Let $\mu \in \mathbb{Q}(\zeta_n)$ lie above the rational prime $p\equiv 1 \text{ mod }n$, and let the prime ideal $\mathscr{P}\subset \mathbb{Z}[\zeta_n]$ have exponent $a$ in $(\mu)$.
Why is it then true that $\mathscr{P}$ has ramification index $\frac{n}{(a,n)}$ in $\mathbb{Q}(\zeta_n, \mu^{1/n})/\mathbb{Q}(\zeta_n)$?
I would appreciate a proof as all references I can find seem to have proofs of thing that reference back to umpteen different earlier propositions, which is hard to read.
Here’s my take on the situation: it seems to me to be a purely local question at $p$, so that it should be sufficient to translate everything to extensions of $\Bbb Q_p$.

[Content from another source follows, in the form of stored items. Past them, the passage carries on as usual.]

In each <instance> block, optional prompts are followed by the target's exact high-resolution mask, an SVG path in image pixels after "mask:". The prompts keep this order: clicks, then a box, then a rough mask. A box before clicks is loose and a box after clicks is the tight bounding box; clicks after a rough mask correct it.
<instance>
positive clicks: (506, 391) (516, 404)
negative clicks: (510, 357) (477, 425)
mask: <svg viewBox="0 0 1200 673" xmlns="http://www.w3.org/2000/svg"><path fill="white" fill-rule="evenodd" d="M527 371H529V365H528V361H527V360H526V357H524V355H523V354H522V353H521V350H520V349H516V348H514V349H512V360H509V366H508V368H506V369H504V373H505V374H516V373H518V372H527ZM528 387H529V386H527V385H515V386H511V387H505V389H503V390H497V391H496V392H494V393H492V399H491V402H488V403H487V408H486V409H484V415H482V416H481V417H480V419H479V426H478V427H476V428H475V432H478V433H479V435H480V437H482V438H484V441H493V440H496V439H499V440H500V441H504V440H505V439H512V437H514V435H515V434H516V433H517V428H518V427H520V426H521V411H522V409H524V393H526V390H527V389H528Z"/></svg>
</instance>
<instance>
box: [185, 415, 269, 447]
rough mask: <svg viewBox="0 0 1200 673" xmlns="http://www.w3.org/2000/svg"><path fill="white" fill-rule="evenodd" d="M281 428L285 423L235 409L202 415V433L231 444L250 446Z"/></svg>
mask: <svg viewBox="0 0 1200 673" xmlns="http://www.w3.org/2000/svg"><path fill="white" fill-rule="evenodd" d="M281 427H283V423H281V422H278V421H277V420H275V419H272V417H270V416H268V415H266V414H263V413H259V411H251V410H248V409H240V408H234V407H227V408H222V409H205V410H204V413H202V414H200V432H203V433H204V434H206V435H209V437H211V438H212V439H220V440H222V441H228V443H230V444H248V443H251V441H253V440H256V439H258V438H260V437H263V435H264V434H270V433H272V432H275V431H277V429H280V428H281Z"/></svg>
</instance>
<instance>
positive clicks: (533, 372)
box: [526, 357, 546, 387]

Let’s do this translation, using the additional hypothesis that $n$ and $p$ are relatively prime: put $\mathfrak o=\Bbb Z_p[\zeta_n]$, ring of integers of an unramified extension $k$ of $\Bbb Q_p$. Use the standard additive valuation $v$ on $\Bbb Q_p$, so that $v(p)=1$, and extend to $k$. You have set $v(\mu)=a$, say $\mu=p^au$ where $u$ is a unit of $\mathfrak o$. Then $\mu^{1/n}=p^{a/n}u^{1/n}$. Now $\mathfrak o[u^{1/n}]$ is unramified over $\mathfrak o$: it just amounts to taking the $n$-th root of an element of $\mathfrak o/p\mathfrak o$, a finite field of characteristic $p$. But adjoining $p^{a/n}$ is cleasrly a totally ramified extension of degree $n/\!\gcd(a,n)$.